Romesberg’s team succeeded in adding a synthetic base pair, coded as X-Y, into E. coli DNA, with the DNA continuing to function normally. In addition, the E. coli were able to reproduce and replicate their DNA with the added base pairs. “The ability to incorporate and replicate a synthetic DNA base pair in vivo,” says Romesberg in a company statement, “means that we have, for the first time, expanded the genetic alphabet to increase the amount of information that can be stored in DNA.”

The team faced a particular challenge in getting the new base pairs into the E. coli DNA. The researchers were able to create the genetic building blocks, known as nucleoside triphosphates. in a fluid solution outside the cells. But they needed transporter molecules made by a micro-algae species to deliver and import the X-Y base pairs into E. coli DNA.
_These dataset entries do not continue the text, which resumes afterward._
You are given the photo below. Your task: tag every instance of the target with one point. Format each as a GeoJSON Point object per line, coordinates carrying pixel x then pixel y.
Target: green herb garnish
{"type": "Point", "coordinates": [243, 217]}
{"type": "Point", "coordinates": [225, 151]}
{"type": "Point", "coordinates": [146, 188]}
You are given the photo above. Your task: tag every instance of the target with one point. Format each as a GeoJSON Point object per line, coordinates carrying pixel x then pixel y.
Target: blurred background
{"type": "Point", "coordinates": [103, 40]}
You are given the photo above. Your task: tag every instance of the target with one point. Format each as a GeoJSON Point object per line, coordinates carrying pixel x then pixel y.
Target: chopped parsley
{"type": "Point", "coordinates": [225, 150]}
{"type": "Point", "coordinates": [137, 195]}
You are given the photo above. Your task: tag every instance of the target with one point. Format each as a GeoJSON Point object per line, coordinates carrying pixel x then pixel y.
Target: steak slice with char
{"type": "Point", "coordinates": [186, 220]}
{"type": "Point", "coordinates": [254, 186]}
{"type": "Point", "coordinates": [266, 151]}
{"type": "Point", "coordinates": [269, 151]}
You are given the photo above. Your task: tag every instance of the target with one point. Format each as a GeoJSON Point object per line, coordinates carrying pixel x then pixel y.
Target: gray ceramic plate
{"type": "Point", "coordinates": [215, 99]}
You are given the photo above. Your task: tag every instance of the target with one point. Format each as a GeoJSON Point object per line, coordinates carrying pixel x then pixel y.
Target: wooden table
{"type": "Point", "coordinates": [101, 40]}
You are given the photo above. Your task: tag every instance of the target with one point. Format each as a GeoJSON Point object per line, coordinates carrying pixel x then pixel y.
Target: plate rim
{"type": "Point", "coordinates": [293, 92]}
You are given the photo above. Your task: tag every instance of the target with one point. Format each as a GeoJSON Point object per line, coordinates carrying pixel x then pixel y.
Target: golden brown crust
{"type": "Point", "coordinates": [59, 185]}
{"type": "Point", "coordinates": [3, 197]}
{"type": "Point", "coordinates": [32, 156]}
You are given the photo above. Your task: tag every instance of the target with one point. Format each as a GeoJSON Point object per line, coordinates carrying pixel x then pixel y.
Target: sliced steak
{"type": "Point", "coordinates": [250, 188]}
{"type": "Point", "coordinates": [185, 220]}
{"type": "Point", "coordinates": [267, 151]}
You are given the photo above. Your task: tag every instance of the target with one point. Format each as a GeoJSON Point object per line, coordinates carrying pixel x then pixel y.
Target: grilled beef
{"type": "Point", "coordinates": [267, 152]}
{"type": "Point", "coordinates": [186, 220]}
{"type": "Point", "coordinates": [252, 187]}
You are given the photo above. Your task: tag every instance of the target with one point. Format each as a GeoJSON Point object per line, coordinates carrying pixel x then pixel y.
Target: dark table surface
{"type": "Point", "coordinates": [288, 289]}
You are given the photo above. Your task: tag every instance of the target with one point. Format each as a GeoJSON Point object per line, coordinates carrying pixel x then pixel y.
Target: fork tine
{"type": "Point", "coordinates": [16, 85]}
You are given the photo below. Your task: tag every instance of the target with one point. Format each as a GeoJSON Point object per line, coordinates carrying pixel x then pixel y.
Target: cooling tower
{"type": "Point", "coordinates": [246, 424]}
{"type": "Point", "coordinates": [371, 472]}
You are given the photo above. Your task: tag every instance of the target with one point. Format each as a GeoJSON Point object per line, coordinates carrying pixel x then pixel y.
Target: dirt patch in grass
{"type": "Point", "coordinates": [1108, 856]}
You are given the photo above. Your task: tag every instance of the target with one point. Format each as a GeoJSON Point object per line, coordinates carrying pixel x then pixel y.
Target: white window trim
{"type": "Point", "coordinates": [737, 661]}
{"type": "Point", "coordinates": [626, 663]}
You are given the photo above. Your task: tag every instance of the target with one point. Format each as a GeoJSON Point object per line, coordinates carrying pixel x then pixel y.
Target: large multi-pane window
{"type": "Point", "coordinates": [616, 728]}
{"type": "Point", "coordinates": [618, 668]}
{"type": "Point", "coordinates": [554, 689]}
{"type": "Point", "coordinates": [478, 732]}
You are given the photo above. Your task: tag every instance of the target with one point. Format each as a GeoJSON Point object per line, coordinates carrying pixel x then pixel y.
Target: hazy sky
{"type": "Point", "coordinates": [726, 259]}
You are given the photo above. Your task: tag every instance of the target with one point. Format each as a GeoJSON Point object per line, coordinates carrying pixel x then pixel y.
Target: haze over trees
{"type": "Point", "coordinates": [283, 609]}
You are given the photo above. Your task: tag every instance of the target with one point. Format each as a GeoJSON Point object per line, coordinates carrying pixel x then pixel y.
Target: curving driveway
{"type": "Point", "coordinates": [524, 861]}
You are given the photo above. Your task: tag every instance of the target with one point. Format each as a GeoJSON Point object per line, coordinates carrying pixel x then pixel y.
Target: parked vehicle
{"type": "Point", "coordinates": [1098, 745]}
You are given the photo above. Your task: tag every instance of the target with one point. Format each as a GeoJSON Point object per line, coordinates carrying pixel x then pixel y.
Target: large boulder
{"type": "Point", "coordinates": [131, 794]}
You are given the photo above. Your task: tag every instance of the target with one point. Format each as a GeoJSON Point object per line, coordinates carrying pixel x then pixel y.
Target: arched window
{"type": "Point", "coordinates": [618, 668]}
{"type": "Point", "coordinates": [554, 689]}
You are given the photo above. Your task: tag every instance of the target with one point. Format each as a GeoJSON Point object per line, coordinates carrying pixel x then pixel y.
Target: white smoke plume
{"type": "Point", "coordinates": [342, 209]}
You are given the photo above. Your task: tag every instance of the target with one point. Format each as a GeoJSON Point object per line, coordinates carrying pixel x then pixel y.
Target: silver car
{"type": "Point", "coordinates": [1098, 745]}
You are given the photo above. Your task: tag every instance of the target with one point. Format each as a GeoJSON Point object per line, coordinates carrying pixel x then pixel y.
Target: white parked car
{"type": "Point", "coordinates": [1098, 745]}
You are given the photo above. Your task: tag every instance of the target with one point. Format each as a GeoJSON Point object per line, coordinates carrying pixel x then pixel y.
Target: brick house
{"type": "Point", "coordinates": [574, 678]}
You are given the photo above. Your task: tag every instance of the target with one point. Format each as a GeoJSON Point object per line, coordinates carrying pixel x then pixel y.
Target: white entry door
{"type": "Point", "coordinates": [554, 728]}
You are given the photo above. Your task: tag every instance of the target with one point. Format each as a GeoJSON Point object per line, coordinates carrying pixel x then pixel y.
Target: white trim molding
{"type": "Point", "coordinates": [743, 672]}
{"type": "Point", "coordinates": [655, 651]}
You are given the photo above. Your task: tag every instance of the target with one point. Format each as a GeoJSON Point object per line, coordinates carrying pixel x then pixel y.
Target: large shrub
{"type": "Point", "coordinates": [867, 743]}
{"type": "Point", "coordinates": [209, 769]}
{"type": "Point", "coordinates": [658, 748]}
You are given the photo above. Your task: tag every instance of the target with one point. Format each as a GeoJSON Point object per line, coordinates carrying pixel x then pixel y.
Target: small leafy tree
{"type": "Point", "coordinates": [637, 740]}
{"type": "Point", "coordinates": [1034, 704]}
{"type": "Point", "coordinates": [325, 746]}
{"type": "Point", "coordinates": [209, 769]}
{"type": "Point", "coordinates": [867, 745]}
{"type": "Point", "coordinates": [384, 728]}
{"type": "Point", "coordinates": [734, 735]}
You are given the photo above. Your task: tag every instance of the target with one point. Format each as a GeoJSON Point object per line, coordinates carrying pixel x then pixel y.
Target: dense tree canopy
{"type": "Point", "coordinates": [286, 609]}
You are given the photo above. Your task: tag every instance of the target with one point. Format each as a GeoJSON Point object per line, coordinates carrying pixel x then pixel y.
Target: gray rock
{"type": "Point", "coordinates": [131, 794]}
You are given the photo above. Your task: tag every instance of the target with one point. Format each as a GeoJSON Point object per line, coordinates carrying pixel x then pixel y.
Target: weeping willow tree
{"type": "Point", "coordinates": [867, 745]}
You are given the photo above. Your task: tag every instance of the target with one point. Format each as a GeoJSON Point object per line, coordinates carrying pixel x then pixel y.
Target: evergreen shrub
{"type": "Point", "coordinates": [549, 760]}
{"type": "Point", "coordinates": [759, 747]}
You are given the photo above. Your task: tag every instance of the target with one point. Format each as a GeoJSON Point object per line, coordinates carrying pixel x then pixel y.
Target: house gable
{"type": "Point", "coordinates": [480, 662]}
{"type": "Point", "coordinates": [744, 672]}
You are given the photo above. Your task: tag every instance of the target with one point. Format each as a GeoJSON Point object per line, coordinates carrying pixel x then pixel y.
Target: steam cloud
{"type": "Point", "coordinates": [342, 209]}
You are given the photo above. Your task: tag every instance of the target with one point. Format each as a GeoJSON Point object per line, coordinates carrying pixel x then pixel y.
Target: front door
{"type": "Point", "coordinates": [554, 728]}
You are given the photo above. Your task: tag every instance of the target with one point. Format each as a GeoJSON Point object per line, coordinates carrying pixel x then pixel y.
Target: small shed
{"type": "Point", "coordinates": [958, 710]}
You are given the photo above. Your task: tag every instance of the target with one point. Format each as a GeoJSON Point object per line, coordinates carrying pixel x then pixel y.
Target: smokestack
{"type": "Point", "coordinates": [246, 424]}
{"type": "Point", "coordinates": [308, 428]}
The sequence of the four natural nucleotide chemical units that make up the base pairs — A, T, C, and G — determine the proteins generated by cells in organisms. Adding the X and Y units makes it possible for DNA to store more genetic information than before, and create proteins with entirely new chemistries from a much larger collection of amino acids. Synthorx says this discovery can lead to new drugs, vaccines, and diagnostics, as well as chemicals, reagents, and advanced materials.

Romesberg is a co-founder of Synthorx, along with co-authors Denis Malyshev, Kirandeep Dhami, and Thomas Lavergne, who are also current or former lab colleagues at Scripps. Synthorx has an exclusive license from Scripps to commercialize the technology. The company is backed by venture capital companies Avalon Ventures and Correlation Ventures.